As @ChadP said, using your example:
3XL = $16 ($14 + $2)
2 of the 3XLs = $16 + $16/2, or $24
I think what’s confusing is the receipt splits the discount evenly, and shows both shirts at $12 but the total ($24) is the same.
I assume there is some obscure pop-cupture reference in this shirt that I am not picking up on?
@OnionSoup
/image joy division album

@RiotDemon ahhh… Ok. I don’t know anything about any of the new bands coming out these days, I figured had to have something to do with music based on the poll questions.
@OnionSoup
/google when was joy division unknown pleasures released
Unknown Pleasures - Wikipedia
https://en.wikipedia.org/wiki/Unknown_Pleasures
@OnionSoup 1979 is the answer.
@RiotDemon so I’m not too old… I’m too young… Lol… That doesn’t happen often on the internet for me…
I’m just here to drop some science history about that iconic Joy Division album cover this is parodying (and buy shirts, of course). In 1967, astrophysicist Jocelyn Bell Burnell picked up a weird radio signal — I believe she referred to it as “a bit of scruff” — that didn’t match anything observed before. It was a repeating signal, spaced about 1.3 seconds apart. Because people always assume aliens did it, the first name of the object was LGM-1 (for “little green men”) but now it’s known as CP 1919.
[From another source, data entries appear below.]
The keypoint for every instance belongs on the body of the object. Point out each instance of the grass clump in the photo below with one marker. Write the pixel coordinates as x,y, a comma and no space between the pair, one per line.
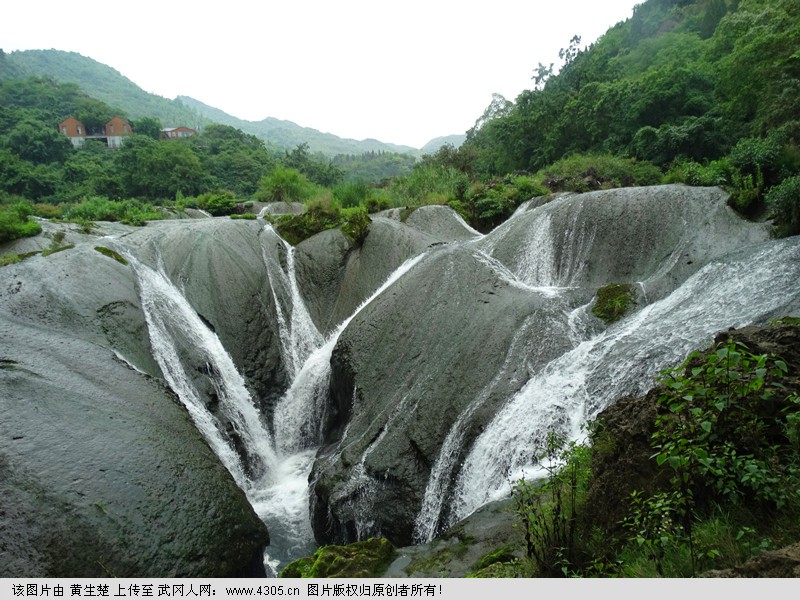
9,259
368,558
614,301
111,254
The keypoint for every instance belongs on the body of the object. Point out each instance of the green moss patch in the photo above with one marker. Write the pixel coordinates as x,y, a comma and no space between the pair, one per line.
614,301
369,558
111,254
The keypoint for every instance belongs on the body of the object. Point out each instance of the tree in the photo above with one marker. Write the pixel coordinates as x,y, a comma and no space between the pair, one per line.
149,126
283,185
38,142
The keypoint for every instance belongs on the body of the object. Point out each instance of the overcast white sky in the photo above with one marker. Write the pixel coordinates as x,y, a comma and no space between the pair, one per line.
401,72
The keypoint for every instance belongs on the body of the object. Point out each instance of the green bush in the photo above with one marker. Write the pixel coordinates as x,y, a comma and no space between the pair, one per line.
729,435
587,172
368,558
111,254
217,203
283,184
16,222
783,202
356,224
9,259
351,193
548,509
99,208
614,301
715,173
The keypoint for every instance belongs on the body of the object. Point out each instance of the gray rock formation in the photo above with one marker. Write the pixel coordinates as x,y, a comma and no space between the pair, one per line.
102,472
425,368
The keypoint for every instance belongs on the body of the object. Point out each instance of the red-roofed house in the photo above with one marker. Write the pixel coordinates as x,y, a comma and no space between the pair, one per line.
112,133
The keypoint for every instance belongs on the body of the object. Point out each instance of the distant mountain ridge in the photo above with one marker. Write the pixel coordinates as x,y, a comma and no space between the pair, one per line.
112,87
288,134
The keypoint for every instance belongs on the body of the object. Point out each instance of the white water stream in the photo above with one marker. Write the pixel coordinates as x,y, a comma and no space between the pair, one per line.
560,396
272,472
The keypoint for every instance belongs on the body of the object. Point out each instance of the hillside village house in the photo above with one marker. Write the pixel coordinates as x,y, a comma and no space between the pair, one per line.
173,133
112,133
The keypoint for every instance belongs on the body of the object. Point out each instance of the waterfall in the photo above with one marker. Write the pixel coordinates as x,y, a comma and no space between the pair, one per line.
298,335
177,332
624,359
298,415
436,492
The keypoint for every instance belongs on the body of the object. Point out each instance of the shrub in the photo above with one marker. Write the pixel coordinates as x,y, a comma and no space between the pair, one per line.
111,254
283,184
9,259
319,216
16,222
368,558
783,202
356,225
350,194
614,301
586,172
217,203
728,434
716,173
548,510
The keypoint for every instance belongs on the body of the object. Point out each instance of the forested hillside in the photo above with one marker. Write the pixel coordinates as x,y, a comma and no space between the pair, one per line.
110,86
707,92
286,134
703,92
100,82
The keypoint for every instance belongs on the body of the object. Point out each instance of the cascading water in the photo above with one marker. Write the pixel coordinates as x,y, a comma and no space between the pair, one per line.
561,395
173,326
624,359
298,335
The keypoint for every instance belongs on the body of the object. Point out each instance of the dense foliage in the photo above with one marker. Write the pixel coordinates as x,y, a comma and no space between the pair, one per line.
723,486
703,92
706,91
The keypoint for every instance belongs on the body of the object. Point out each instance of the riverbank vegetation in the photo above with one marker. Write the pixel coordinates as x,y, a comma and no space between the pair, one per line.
716,485
702,92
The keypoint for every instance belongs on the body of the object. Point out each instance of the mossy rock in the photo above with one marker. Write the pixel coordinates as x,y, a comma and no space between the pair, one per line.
785,321
614,301
111,254
505,554
497,570
368,558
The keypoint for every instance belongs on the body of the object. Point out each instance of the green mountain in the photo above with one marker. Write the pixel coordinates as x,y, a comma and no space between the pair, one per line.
454,140
112,87
101,82
287,134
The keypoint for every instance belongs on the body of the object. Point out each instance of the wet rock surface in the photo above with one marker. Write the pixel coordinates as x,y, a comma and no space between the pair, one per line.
103,472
So what is CP 1919, and what does it have to do with Joy Division? It’s a pulsar, the fast-spinning, super-dense crushed core left over after a large star exploded! These are objects with a lot of gravity, weird magnetic fields, and they are named because they “pulse” in X-ray and gamma-ray light like a lighthouse. NASA has a payload called NICER on the International Space Station right now studying them (and the class of objects they’re part of, neutron stars), trying to figure out stuff like what they’re made of, how dense they are, and whether their super-predictable pulses can be used for future space-based navigation technology (think interstellar GPS).
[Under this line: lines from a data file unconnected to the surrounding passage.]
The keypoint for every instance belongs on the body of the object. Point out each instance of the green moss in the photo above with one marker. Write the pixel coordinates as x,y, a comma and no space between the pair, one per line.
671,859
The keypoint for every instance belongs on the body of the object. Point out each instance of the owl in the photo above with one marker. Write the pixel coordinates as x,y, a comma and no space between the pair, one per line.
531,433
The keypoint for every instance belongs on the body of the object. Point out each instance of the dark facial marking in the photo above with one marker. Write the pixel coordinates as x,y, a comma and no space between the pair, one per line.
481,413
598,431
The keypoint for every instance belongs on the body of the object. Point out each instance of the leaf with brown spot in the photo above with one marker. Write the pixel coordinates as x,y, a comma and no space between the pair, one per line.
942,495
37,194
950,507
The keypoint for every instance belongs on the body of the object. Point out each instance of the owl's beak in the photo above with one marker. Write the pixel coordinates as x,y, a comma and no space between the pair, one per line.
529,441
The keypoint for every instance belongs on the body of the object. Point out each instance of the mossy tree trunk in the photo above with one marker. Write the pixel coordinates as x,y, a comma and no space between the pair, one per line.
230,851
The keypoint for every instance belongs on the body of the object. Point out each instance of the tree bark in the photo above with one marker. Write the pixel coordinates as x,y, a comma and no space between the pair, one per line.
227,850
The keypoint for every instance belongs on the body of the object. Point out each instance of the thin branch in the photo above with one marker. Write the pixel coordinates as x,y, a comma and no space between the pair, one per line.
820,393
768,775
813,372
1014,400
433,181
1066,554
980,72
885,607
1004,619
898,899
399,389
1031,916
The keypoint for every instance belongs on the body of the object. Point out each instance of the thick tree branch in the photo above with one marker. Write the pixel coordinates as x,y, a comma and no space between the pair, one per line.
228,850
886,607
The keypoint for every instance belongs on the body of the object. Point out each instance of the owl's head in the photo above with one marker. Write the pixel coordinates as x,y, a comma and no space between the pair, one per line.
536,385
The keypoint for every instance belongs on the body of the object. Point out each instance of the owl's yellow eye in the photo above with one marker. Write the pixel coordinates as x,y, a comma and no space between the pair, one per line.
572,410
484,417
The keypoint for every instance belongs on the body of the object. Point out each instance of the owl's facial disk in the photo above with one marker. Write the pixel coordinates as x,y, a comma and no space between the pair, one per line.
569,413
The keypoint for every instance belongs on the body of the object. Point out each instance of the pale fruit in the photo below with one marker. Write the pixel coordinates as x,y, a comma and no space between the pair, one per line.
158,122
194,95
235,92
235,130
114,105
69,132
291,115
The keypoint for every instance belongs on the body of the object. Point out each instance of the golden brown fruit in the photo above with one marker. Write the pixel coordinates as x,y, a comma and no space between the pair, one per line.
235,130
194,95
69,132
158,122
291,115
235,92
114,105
The image on the Joy Division shirt is a plot of CP 1919 data from a radio astronomer’s 1970 PhD dissertation. The artist flipped the colors, printed it on a card, and the rest is history!
@saramwrap You are why I sometimes read comments
I give up - how does one access the secret shirt in the middle
@Sardinicus just click the buy it button and then you can choose.
Or are you meaning you want half cat half dog?
@RiotDemon I refer to the pink one
@Sardinicus Select “Magic Pleasures” when purchasing.
(There are three designs this week.)
@narfcake I don’t want to BUY it, I just want to LOOK at it. . .
@narfcake @Sardinicus Same. I have no idea what it says on the bottom.
@lichen It says “magic pleasures”.
I missed the reference on this one (too… “young”?), but I’m loving the artist’s other work.